Controlling your diabetes naturally with food is easier to do when you know what the glycemic index is and how to use it to your advantage.

The glycemic index, also known as the GI, tells you how fast foods raise your blood sugar levels when you eat them. Some foods are known to raise your blood sugar levels very quickly, while others will raise it slowly and help it to stay at more balanced levels for longer periods of time.

When you eat too many foods which cause your blood sugar levels to raise quickly, your body usually tries to counteract this rapid rise by releasing more insulin. Diabetics are unable to release enough insulin to deal with such a large spike, however, so they must use medications to control the blood sugar levels instead.

By using the glycemic index, though, you’re able to choose foods which don’t cause such blood sugar spikes so quickly and drastically. This allows you to keep your blood sugar levels more balanced throughout the day and can potentially allow some diabetics to reduce their prescription medications or not require them at all anymore.

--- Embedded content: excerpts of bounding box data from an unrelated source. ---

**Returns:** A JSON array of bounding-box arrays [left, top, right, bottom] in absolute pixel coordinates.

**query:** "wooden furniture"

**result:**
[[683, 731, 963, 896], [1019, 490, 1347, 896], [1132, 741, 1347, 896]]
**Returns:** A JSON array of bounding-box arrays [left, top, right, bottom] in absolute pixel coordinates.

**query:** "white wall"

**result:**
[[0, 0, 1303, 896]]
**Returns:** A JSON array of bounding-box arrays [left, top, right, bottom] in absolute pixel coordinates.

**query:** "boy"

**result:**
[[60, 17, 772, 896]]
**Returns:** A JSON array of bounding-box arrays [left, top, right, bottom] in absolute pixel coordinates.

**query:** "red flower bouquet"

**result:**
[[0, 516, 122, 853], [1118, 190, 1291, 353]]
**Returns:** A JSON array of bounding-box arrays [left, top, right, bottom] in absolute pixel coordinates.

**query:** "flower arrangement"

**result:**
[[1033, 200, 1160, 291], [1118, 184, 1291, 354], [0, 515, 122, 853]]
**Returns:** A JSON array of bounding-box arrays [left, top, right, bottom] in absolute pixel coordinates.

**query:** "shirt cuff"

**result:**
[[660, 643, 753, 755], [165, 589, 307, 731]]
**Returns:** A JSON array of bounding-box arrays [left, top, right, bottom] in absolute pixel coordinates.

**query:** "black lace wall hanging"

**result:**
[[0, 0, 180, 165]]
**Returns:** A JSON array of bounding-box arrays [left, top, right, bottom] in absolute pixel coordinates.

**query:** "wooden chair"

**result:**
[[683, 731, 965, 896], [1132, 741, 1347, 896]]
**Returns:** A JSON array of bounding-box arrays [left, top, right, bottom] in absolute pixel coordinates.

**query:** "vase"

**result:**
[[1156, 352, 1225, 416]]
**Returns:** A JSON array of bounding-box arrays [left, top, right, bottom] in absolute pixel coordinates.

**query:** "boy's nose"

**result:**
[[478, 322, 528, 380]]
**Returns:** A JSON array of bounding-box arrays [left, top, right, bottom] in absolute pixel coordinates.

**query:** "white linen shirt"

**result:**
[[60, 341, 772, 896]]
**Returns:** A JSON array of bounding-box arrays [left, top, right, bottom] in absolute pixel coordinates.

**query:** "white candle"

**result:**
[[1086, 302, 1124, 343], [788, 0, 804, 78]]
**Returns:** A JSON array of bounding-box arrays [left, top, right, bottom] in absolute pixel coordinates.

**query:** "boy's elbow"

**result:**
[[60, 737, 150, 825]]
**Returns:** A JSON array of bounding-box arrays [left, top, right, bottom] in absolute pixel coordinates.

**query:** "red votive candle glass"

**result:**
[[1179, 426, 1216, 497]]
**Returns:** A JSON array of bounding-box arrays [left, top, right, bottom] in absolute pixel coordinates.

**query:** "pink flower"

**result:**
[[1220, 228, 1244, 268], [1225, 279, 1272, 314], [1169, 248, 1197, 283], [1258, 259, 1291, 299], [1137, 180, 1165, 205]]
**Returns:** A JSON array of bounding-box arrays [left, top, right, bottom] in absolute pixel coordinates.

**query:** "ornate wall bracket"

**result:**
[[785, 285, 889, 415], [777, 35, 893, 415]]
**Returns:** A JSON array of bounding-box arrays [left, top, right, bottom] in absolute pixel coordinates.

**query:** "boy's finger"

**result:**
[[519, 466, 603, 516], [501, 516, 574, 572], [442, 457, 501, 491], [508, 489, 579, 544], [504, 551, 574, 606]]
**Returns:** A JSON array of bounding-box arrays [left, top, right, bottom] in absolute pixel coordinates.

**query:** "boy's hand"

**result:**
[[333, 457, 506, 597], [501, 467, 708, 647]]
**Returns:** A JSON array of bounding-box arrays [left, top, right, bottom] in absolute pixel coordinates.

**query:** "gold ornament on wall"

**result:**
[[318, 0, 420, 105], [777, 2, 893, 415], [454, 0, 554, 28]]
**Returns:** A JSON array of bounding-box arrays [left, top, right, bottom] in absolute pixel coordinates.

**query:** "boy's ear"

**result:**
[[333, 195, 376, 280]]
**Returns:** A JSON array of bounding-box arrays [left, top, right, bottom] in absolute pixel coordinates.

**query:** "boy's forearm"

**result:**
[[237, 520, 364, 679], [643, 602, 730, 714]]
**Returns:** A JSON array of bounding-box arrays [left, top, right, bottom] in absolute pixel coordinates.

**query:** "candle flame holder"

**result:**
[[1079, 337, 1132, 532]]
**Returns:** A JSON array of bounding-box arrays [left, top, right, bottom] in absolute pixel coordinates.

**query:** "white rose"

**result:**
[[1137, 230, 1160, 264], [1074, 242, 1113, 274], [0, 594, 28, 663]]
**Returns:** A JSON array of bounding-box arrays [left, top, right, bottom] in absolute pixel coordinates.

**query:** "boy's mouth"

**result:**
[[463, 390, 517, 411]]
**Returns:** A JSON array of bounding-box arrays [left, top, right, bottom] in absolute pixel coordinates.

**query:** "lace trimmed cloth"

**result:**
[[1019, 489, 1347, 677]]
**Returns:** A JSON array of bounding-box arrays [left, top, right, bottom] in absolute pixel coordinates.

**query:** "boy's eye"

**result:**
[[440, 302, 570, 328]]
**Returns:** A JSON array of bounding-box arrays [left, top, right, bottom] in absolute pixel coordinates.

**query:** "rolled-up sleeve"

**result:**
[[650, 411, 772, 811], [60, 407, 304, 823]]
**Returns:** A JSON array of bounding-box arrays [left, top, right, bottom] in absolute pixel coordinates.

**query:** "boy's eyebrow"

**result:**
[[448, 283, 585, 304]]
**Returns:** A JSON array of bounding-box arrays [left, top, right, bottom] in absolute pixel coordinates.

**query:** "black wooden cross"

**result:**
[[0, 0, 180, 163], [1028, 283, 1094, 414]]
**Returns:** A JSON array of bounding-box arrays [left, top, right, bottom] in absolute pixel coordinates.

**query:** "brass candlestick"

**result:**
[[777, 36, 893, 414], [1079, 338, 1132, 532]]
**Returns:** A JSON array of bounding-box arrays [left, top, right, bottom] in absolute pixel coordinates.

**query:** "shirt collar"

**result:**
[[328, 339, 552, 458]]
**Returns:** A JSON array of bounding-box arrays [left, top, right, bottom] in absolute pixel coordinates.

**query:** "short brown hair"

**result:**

Figuring out the GI of many foods is complicated, but there are charts and books you can buy for easy reference. Essentially, though, all foods are rated based on how fast they cause your body’s blood sugar levels to rise. Everything is weighted against either pure glucose or plain white bread. In either case, glucose or white bread are given a GI value of 100 and they’re the base for determining the values of other foods.

Very low GI foods have values of 39 or less. Low GI foods are generally 40-54; Moderate is 55-69; High is 70 and above.

Lower GI foods will be digested more slowly by your body, which causes a much slower rise in blood sugar and much less demand for more insulin. These foods also sustain your energy for longer and often help keep you feeling satiated for longer as well, so you don’t over eat.

Higher GI foods on the other hand, cause quick rises in your blood sugar levels, and leave you feeling hungrier sooner. These higher GI foods also wreak havoc on your blood sugar levels and insulin needs.

Some foods will surprise you when you see their Glycemic Index values. Cheerios for instance, considered to be a healthy breakfast cereal, has a GI value of 74. So eating this as a breakfast meal is something diabetics would want to do on rare occasions, instead of daily.

Another example is instant potatoes, which have a GI value of 83, and baked potatoes, which have a GI value of 85. Both of these are higher than french fried potatoes which has a glycemic index value of 75.

Sugar free yogurt on the other hand, has a GI value of 14, and yogurt with sugar added tends to run about 33 on the GI scale.

This is just a simple introductory overview of course, but these examples show how using the Glycemic Index to determine which foods you’ll eat or avoid, can help you to manage your diabetes naturally.